Comment situer l’un par rapport à l’autre les termes d’Éros et de Libido* ? Quand Freud introduit Éros dans Au-delà du principe de plaisir, il semble les assimiler : « … la libido de nos pulsions sexuelles coïnciderait avec l’Éros des poètes et des philosophes qui maintient la cohésion de tout ce qui vit » (5 b). Notons que ce sont là deux termes empruntés à des langues anciennes et marquant tous deux un souci de théorisation débordant le champ de l’expérience analytique (α). Cela dit, le terme libido a toujours été – et restera après l’introduction d’Éros – employé dans une perspective économique ; il désigne l’énergie des pulsions sexuelles (cf. par exemple ces mots de l’Abrégé de psychanalyse [Abriss der Psychoanalyse, 1938] : « Toute l’énergie de l’Éros, que nous appellerons désormais libido ») (6).

▲ (α) Citons à ce propos un passage des Études sur l’hystérie (Studien über Hysterie, 1895), où Breuer emploie le terme d’Éros pour désigner une puissance d’allure démoniaque : « La jeune fille pressent, dans Éros, la force terrible qui va régler son destin, en décider, et c’est ce qui l’épouvante » (7).

(1) Cf. par exemple : Freud (S.).
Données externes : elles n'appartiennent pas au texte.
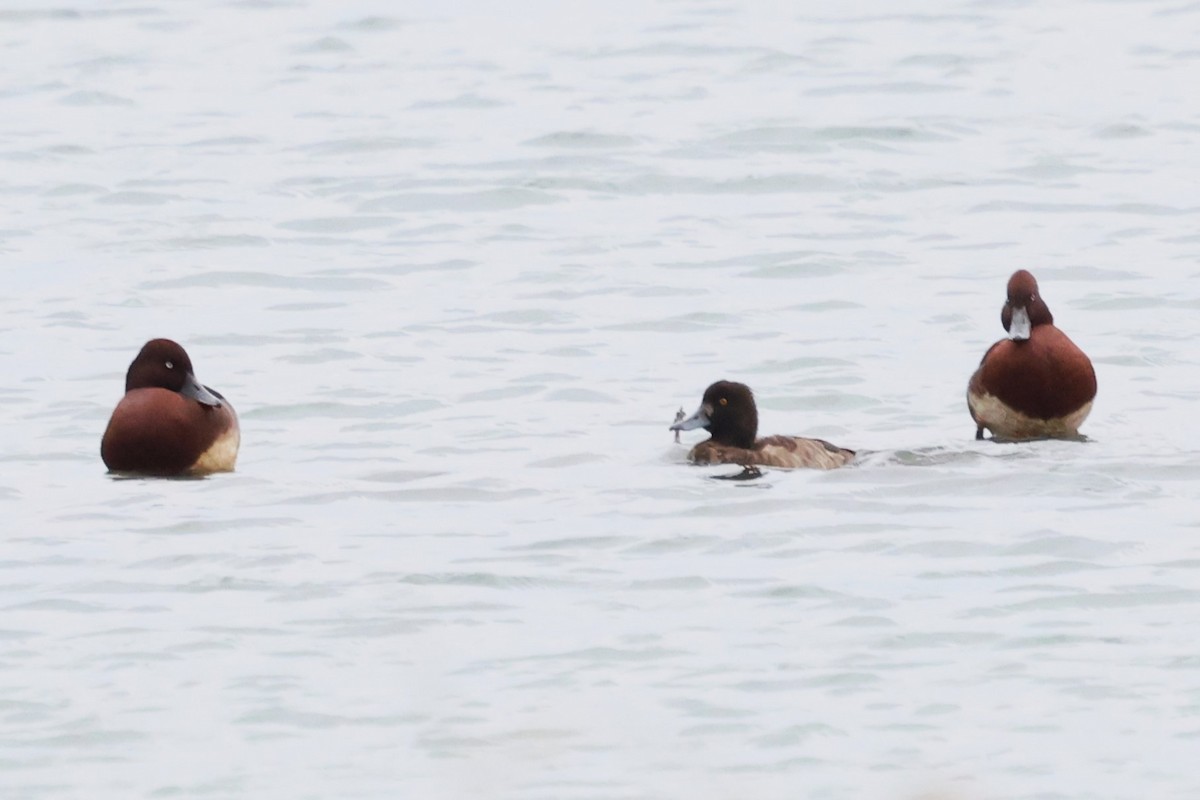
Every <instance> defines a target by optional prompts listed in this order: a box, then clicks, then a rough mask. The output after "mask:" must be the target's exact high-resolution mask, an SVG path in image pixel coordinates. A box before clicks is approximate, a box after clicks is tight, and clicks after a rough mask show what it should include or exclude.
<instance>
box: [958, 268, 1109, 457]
mask: <svg viewBox="0 0 1200 800" xmlns="http://www.w3.org/2000/svg"><path fill="white" fill-rule="evenodd" d="M1000 320H1001V323H1002V324H1003V325H1004V330H1006V331H1008V338H1003V339H1001V341H998V342H996V343H995V344H992V345H991V347H990V348H989V349H988V351H986V353H985V354H984V356H983V360H982V361H980V362H979V368H978V369H976V372H974V374H973V375H971V381H970V383H968V384H967V408H968V409H970V411H971V417H972V419H973V420H974V422H976V439H983V432H984V429H985V428H986V429H988V431H991V434H992V437H996V438H1000V439H1009V440H1019V439H1043V438H1073V437H1076V435H1079V426H1080V425H1082V423H1084V420H1086V419H1087V415H1088V413H1090V411H1091V410H1092V401H1093V399H1096V369H1094V368H1092V361H1091V360H1090V359H1088V357H1087V355H1086V354H1085V353H1084V351H1082V350H1080V349H1079V347H1076V345H1075V343H1074V342H1072V341H1070V338H1068V337H1067V335H1066V333H1063V332H1062V331H1061V330H1058V329H1057V327H1055V324H1054V315H1052V314H1051V313H1050V307H1049V306H1046V301H1045V300H1044V299H1043V297H1042V293H1040V291H1039V290H1038V282H1037V278H1034V277H1033V275H1032V273H1030V272H1028V271H1027V270H1018V271H1016V272H1013V277H1010V278H1009V279H1008V299H1007V300H1006V301H1004V307H1003V308H1002V309H1001V312H1000Z"/></svg>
Drei Abhandlungen zur Sexualtheorie, préface de 1920. G.W., V, 31-2 ; S.E., VII, 133-4 ; Fr., 11-13.

(2) Freud (S.). Die Traumdeutung, 1900 ; n. de 1925. G.W., II-III, 167 ; S.E., IV, 161.
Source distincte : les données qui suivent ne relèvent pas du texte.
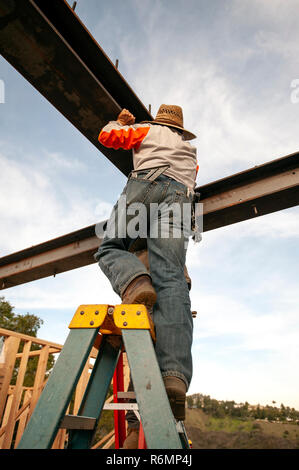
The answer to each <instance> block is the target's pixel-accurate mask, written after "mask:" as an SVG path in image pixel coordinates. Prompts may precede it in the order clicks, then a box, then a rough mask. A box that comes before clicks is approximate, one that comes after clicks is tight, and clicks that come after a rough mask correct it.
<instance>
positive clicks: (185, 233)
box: [95, 171, 193, 389]
mask: <svg viewBox="0 0 299 470" xmlns="http://www.w3.org/2000/svg"><path fill="white" fill-rule="evenodd" d="M146 173H147V172H146V171H145V172H142V173H139V174H138V176H137V178H129V179H128V182H127V185H126V186H125V188H124V190H123V192H122V195H121V196H122V197H124V196H125V197H126V209H127V208H128V207H129V206H130V205H132V204H133V206H131V207H133V208H134V207H135V208H136V207H137V208H138V207H139V206H140V203H142V205H143V219H142V223H143V222H144V224H145V226H146V233H145V234H144V233H143V235H145V237H146V238H147V247H148V254H149V264H150V275H151V279H152V284H153V286H154V288H155V291H156V293H157V302H156V303H155V305H154V308H153V320H154V324H155V328H156V343H155V352H156V356H157V360H158V364H159V367H160V370H161V373H162V376H163V377H165V376H176V377H179V378H181V379H182V380H183V381H184V382H185V383H186V386H187V389H188V387H189V385H190V382H191V378H192V356H191V345H192V335H193V319H192V313H191V305H190V297H189V290H188V285H187V282H186V279H185V276H184V265H185V259H186V251H187V244H188V235H189V234H190V232H189V233H188V231H189V227H186V224H185V226H184V224H183V222H180V218H178V219H177V218H175V217H173V214H172V213H171V212H170V213H169V214H168V216H167V214H166V215H165V213H164V214H163V211H162V214H161V213H159V212H155V210H152V209H153V208H155V207H157V205H158V204H160V205H161V204H162V203H164V207H167V206H166V205H169V204H172V203H176V204H175V206H176V208H177V209H179V210H180V211H181V213H182V210H183V207H188V206H189V204H188V203H190V204H191V199H192V196H191V195H187V188H186V186H184V185H183V184H181V183H179V182H177V181H175V180H173V179H172V178H169V177H166V176H164V175H161V176H159V177H158V178H157V179H156V180H155V181H149V180H145V179H143V177H144V176H145V174H146ZM120 200H121V198H120V199H119V200H118V202H117V203H116V205H115V206H114V210H113V212H112V214H111V217H110V220H109V222H108V226H109V223H111V222H112V220H114V218H115V217H116V220H117V221H119V225H118V227H122V229H123V228H124V227H125V228H126V227H127V228H129V227H130V224H131V228H132V224H134V217H136V212H135V213H134V214H132V215H130V214H128V211H127V210H126V211H125V213H124V211H123V210H120ZM183 204H185V206H183ZM134 205H135V206H134ZM160 207H162V206H160ZM153 214H155V215H154V216H153ZM161 224H162V225H163V227H164V228H163V230H164V229H165V227H166V228H167V227H168V229H169V237H165V230H164V235H163V233H161ZM158 225H159V227H160V228H159V229H158V230H156V228H157V226H158ZM139 230H140V224H139ZM120 231H121V232H122V230H120ZM166 235H167V233H166ZM173 235H174V236H173ZM135 240H136V235H135V234H134V233H129V234H128V233H119V232H118V233H116V234H112V236H111V233H110V234H107V233H106V235H105V236H104V239H103V242H102V244H101V245H100V247H99V250H98V252H97V253H96V254H95V259H96V260H97V261H98V263H99V266H100V268H101V269H102V271H103V272H104V274H105V275H106V276H107V277H108V279H109V280H110V282H111V285H112V287H113V289H114V291H115V292H116V293H117V294H118V295H120V296H122V294H123V292H124V291H125V289H126V287H127V286H128V285H129V284H130V283H131V281H133V280H134V279H135V278H136V277H137V276H140V275H142V274H147V275H148V271H147V270H146V268H145V266H144V265H143V263H142V262H141V261H140V260H139V259H138V258H137V256H136V255H134V254H133V253H130V252H129V251H128V250H129V249H130V247H131V246H132V244H133V243H134V241H135Z"/></svg>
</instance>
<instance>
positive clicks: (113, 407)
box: [103, 403, 138, 410]
mask: <svg viewBox="0 0 299 470" xmlns="http://www.w3.org/2000/svg"><path fill="white" fill-rule="evenodd" d="M103 410H138V405H137V403H106V405H104V406H103Z"/></svg>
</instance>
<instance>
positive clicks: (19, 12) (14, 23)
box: [0, 0, 152, 175]
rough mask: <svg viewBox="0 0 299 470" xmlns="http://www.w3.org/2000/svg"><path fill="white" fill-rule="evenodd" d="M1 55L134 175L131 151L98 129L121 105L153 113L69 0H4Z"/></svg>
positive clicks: (101, 148) (128, 173)
mask: <svg viewBox="0 0 299 470" xmlns="http://www.w3.org/2000/svg"><path fill="white" fill-rule="evenodd" d="M0 54H2V56H3V57H4V58H5V59H6V60H7V61H8V62H9V63H10V64H11V65H12V66H13V67H14V68H15V69H16V70H17V71H18V72H19V73H20V74H21V75H23V77H25V78H26V79H27V80H28V81H29V82H30V83H31V84H32V85H33V86H34V87H35V88H36V89H37V90H38V91H39V92H40V93H41V94H42V95H43V96H44V97H45V98H46V99H47V100H48V101H49V102H50V103H51V104H52V105H53V106H54V107H55V108H56V109H57V110H58V111H60V112H61V113H62V114H63V115H64V116H65V117H66V118H67V119H68V120H69V121H70V122H71V123H72V124H73V125H74V126H75V127H76V128H77V129H78V130H79V131H80V132H81V133H82V134H83V135H84V136H85V137H86V138H87V139H88V140H89V141H90V142H91V143H92V144H94V145H95V146H96V147H97V148H98V149H99V150H100V151H101V153H102V154H104V155H105V156H106V157H107V158H108V159H109V160H110V161H111V162H112V163H113V164H114V165H115V166H116V167H117V168H118V169H119V170H120V171H121V172H122V173H124V174H125V175H128V174H129V172H130V171H131V169H132V153H131V152H128V151H124V150H121V151H119V150H118V151H115V150H113V149H107V148H105V147H103V146H102V145H101V144H100V143H99V142H98V139H97V138H98V134H99V131H100V129H101V128H102V127H103V126H104V125H105V124H107V122H108V121H110V120H113V119H115V118H116V116H117V114H118V113H119V111H120V110H121V109H122V108H129V109H130V110H131V112H132V113H134V115H135V116H136V120H137V121H142V120H151V119H152V116H151V115H150V113H149V112H148V110H147V109H146V108H145V106H144V105H143V104H142V103H141V101H140V100H139V99H138V97H137V96H136V95H135V93H134V92H133V90H132V89H131V88H130V86H129V85H128V84H127V83H126V81H125V80H124V78H123V77H122V75H121V74H120V73H119V71H118V70H117V69H116V68H115V66H114V64H113V63H112V62H111V61H110V59H109V58H108V57H107V56H106V54H105V53H104V51H103V50H102V49H101V47H100V46H99V44H98V43H97V42H96V41H95V39H94V38H93V37H92V36H91V34H90V33H89V31H88V30H87V29H86V27H85V26H84V25H83V23H82V22H81V21H80V19H79V18H78V16H77V15H76V13H74V11H73V10H72V8H71V7H70V6H69V5H68V3H67V2H66V1H64V0H51V1H46V2H45V1H44V0H35V1H34V0H0ZM99 155H100V156H101V154H99Z"/></svg>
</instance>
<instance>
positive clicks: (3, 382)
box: [0, 336, 21, 420]
mask: <svg viewBox="0 0 299 470" xmlns="http://www.w3.org/2000/svg"><path fill="white" fill-rule="evenodd" d="M20 341H21V339H20V338H17V337H14V336H10V337H9V338H6V340H5V343H4V348H5V349H4V354H5V359H6V360H5V375H4V379H3V382H2V387H1V391H0V420H1V418H2V416H3V412H4V409H5V404H6V397H7V392H8V389H9V386H10V382H11V378H12V375H13V370H14V365H15V362H16V354H17V352H18V349H19V345H20Z"/></svg>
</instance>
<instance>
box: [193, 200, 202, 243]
mask: <svg viewBox="0 0 299 470" xmlns="http://www.w3.org/2000/svg"><path fill="white" fill-rule="evenodd" d="M199 201H200V193H194V194H193V198H192V213H191V232H192V240H194V242H195V243H199V242H200V241H201V240H202V235H201V225H202V224H201V218H202V210H201V205H199V204H197V203H198V202H199Z"/></svg>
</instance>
(3) Freud (S.). Massenpsychologie und Ich-Analyse, 1921. G.W., XIII, 99 ; S.E., XVIII, 91 ; Fr., 101.

(4) Freud (S.). Das Ich und das Es, 1923. G.W., XIII, 269 ; S.E., XIX, 40 ; Fr., 196.

(5) Freud (S.), a) G.W., XIII, 66, n. ; S.E., XVIII, 61, n. ; Fr., 70, n. – b) G.W., XIII, 54 ; S.E., XVIII, 50 ; Fr., 58.

(6) Freud (S.). G.W., XVII, 72 ; S.E., XXIII, 149 ; Fr., 9.

(7) Breuer (J.). Ail., 216 ; S.E., II, 246 Fr., 199.